À la découverte de Koyasan, la ville japonaise aux cent temples et huit sommets
LE JAPON DES MONTAGNES (1/5) – Parti au cœur de l’été, le journaliste Jean-Marc Leclerc, rédacteur en chef adjoint au service société du Figaro, a rapporté ce récit très personnel d’un périple vers le nord, jusqu’aux Alpes japonaises, de Koyasan à la vallée de Kiso, avant de céder à la fascination qu’exerce, plus au sud, l’incontournable mont Fuji. Carnet de voyage.
Tandis que la clameur olympique s’élève dans les rues de Paris, la nuit s’empare de Koyasan, au centre sud du Japon. Le chant entêtant des grenouilles du bassin intérieur du temple qui nous abrite traverse la moustiquaire. Il roule entre les murs de bois de notre shukubo, cet espace hôtelier intégré à l’édifice religieux. Nous allons devoir assister à la prière de 6 heures 30. La nuit promet d’être courte. Le grand chœur joyeux des batraciens est maintenant rythmé par la percussion d’un gong suzu, joué par une main invisible. Et les grenouilles, imperturbables amoureuses, redoublent de frénésie sous la lune voilée. Vers 1 heure du matin, les petits êtres aquatiques finissent par se taire. Les heures passent.

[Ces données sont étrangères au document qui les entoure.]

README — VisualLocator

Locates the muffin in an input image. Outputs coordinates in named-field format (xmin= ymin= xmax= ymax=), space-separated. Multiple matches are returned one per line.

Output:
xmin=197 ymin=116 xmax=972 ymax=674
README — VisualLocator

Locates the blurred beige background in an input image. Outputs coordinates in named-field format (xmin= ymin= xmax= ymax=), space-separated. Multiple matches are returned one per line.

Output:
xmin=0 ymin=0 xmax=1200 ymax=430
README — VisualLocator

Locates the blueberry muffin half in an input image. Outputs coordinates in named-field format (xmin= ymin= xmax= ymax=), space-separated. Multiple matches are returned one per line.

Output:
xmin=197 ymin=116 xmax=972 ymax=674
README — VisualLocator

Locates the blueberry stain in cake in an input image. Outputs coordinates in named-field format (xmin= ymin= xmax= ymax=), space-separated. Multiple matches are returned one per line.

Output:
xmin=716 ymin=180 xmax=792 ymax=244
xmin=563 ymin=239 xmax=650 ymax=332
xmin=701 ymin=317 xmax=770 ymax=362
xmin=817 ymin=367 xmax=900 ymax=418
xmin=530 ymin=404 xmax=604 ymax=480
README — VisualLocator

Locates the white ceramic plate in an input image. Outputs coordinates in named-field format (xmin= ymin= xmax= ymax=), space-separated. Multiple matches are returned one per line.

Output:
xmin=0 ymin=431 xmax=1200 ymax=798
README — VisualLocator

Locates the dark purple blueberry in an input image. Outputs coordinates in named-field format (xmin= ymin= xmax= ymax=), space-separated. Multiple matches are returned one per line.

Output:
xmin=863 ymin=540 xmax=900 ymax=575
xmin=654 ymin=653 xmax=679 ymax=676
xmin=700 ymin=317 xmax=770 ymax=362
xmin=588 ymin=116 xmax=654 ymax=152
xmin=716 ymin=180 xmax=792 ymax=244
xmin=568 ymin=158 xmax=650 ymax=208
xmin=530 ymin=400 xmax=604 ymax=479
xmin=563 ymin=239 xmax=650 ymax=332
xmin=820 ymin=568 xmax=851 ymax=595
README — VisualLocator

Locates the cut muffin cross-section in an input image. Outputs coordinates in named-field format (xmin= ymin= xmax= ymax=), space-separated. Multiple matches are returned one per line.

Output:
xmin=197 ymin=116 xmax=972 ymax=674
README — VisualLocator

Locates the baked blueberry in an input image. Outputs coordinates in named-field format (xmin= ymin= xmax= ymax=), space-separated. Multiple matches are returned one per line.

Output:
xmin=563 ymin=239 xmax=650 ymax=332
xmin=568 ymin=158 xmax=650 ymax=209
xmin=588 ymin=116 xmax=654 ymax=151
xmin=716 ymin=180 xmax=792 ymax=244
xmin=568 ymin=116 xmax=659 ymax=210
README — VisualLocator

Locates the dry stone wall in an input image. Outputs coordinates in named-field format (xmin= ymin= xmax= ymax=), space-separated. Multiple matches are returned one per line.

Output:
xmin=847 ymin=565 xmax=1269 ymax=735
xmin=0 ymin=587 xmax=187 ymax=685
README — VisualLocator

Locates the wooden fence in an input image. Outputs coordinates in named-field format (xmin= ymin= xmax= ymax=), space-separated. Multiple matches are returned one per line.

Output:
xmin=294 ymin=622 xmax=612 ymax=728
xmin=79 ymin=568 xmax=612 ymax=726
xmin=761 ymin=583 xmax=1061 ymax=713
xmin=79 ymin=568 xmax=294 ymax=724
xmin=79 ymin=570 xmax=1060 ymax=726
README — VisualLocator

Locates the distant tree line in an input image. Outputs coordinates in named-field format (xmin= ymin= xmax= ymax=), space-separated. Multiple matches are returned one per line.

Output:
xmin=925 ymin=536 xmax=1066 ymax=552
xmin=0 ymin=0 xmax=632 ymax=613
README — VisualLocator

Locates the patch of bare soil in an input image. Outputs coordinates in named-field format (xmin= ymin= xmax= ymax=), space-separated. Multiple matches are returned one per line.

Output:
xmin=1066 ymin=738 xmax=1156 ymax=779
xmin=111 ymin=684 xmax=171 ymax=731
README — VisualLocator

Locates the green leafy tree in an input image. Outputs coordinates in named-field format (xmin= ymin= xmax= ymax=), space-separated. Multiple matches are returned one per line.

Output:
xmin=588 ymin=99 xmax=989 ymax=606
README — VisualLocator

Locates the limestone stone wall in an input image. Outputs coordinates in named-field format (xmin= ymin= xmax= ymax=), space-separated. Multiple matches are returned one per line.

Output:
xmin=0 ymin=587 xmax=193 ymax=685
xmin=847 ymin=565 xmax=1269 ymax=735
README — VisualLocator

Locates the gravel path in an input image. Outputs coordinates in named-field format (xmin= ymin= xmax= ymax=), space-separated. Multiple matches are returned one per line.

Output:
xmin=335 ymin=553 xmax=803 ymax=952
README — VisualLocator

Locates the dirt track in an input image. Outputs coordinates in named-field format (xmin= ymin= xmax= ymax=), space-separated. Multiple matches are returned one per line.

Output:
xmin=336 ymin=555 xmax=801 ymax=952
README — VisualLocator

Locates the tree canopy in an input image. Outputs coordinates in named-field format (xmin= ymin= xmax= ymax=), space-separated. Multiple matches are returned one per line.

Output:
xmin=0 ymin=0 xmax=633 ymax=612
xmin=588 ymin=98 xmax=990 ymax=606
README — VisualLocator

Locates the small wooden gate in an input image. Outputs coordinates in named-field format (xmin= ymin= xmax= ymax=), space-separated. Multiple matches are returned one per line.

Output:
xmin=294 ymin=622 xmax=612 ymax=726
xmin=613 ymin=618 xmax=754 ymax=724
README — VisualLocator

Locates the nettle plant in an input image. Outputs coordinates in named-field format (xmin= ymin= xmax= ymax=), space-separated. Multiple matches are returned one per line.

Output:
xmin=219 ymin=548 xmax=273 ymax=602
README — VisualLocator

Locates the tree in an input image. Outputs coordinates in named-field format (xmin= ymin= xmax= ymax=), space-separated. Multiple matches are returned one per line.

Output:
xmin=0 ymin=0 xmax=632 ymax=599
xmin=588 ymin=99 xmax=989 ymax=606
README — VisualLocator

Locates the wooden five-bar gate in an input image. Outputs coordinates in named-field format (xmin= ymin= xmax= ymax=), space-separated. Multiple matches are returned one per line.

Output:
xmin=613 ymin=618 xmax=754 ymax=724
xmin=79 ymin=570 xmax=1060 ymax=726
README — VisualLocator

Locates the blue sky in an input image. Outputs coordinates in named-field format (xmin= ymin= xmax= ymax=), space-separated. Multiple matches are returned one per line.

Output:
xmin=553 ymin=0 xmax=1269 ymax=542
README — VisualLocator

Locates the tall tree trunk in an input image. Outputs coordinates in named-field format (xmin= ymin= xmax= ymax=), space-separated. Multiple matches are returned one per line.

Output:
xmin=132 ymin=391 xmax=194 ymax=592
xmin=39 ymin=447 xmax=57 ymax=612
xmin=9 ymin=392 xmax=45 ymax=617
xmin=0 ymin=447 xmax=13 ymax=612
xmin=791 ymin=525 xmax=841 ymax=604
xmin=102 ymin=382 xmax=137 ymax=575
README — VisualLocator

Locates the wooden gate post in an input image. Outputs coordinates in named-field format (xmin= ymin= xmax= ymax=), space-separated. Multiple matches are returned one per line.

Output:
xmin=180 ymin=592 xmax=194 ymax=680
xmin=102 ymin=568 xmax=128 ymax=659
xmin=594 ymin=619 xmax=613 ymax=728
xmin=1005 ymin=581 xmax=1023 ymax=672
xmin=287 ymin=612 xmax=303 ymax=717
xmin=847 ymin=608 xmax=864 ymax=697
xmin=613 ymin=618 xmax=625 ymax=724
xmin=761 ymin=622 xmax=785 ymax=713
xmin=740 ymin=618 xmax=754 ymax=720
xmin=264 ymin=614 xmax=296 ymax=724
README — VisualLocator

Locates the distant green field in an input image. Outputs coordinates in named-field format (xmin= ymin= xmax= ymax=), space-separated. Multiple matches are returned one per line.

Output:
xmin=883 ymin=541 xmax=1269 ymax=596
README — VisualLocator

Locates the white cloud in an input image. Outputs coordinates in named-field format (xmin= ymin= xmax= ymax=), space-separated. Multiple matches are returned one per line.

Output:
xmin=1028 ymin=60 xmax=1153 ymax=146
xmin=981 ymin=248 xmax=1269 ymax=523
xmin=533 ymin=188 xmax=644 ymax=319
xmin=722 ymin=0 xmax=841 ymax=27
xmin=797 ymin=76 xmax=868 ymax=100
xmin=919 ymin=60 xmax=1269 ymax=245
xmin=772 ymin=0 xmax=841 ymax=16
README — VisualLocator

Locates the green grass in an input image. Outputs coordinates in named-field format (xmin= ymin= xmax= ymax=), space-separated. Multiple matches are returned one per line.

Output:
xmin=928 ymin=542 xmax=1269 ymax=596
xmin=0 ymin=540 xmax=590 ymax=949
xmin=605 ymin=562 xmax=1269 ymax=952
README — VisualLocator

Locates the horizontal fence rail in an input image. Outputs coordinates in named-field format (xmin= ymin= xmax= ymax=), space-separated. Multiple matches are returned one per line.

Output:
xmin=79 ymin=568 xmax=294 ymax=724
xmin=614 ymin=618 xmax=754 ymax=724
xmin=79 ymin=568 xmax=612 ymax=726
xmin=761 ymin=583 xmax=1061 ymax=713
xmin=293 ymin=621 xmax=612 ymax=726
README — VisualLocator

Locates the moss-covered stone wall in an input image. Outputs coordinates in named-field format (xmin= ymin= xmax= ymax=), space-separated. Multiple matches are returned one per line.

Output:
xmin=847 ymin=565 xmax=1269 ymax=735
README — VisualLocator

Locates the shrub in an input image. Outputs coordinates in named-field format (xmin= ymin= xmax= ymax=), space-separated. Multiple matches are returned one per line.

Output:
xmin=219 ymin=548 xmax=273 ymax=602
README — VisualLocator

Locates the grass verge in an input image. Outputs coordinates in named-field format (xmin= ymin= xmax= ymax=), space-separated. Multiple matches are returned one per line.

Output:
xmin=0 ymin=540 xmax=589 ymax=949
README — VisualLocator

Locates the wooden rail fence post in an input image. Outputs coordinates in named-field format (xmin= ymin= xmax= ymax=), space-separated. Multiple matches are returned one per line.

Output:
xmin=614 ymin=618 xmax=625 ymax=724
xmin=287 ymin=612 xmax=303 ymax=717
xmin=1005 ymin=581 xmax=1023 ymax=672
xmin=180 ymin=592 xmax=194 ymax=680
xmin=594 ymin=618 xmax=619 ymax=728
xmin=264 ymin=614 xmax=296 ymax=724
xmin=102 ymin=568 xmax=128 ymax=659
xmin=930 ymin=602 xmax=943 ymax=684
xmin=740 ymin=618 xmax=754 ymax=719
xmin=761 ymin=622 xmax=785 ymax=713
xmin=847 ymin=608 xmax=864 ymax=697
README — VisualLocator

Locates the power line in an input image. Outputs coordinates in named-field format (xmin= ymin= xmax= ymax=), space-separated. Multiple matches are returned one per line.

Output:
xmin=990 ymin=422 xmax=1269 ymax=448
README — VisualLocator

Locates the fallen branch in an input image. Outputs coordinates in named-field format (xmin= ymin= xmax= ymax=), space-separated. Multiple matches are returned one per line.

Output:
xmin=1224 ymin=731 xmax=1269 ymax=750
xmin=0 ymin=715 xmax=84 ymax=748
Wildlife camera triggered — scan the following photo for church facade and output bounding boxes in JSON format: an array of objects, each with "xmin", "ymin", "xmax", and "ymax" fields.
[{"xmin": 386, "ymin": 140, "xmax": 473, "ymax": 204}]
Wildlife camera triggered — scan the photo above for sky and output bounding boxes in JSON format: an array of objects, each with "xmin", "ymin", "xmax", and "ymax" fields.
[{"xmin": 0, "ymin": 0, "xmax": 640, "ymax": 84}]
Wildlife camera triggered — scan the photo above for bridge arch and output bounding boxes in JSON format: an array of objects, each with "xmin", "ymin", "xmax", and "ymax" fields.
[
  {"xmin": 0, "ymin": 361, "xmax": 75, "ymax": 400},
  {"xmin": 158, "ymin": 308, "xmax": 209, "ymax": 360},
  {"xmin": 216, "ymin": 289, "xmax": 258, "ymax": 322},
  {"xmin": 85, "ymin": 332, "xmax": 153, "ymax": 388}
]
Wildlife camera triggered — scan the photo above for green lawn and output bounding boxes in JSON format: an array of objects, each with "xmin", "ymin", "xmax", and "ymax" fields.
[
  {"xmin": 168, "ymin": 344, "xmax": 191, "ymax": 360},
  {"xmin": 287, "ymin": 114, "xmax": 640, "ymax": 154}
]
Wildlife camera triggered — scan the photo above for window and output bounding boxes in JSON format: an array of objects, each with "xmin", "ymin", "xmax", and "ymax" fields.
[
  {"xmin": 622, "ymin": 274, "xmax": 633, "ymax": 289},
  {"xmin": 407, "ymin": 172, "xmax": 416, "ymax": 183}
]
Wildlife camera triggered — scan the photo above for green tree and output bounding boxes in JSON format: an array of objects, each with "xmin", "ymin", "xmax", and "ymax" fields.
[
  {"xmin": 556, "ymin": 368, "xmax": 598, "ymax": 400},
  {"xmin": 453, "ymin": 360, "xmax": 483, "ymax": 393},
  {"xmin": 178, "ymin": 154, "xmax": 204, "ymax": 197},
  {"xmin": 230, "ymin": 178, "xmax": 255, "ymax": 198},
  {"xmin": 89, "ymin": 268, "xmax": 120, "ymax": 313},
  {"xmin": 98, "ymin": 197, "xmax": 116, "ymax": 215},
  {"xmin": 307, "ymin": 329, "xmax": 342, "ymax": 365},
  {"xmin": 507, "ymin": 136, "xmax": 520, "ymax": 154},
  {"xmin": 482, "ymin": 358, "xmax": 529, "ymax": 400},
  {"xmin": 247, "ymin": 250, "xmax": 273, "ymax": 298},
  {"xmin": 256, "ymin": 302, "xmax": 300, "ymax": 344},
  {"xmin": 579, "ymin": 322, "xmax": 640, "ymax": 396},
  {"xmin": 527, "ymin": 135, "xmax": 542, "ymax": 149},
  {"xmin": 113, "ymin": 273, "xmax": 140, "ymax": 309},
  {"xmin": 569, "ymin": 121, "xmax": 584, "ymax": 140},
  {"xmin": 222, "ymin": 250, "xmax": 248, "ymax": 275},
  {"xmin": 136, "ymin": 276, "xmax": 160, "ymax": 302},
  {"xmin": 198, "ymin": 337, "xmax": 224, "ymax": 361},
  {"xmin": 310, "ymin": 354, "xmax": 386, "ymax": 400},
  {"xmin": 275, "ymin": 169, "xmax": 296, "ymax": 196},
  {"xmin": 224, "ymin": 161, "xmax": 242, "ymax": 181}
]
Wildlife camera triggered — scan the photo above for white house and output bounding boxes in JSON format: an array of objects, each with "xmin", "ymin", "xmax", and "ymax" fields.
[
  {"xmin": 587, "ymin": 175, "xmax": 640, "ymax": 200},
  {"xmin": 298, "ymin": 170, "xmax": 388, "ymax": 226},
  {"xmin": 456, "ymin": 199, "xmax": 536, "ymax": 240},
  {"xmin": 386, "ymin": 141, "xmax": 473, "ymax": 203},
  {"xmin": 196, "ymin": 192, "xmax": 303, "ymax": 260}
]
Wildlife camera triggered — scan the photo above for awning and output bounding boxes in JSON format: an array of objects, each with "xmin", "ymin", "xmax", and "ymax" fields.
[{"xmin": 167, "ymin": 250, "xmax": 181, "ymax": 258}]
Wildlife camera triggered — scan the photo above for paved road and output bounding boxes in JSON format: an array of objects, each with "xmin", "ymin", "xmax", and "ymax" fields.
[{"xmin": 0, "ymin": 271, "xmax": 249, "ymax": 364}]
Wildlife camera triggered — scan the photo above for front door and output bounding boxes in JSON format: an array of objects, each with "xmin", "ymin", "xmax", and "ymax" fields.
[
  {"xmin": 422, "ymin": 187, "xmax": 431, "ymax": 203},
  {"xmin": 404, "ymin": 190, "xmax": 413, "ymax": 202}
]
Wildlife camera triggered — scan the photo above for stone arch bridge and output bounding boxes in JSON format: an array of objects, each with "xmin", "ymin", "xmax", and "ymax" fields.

Je n’ai guère dormi, ne voulant rien rater du spectacle de l’aurore. Un petit gong égrène encore quelques notes rapprochées. Puis le gros gong de la veille retentit de nouveau, envahissant l’espace de sa profonde vibration, lente et pénétrante. L’esprit commande de se lever, de chausser ces petits chaussons qui ont remplacé nos chaussures laissées à l’entrée. Il est temps de rejoindre les pèlerins et leurs hôtes étrangers, qui se croisent en silence pour aller prendre place dans la salle commune. Volutes d’encens et lueur des bougies, renvoyant l’éclat des instruments liturgiques en laiton ornant une pièce au décor foisonnant. Ainsi commence la prière des moines au temple de Zofukuin.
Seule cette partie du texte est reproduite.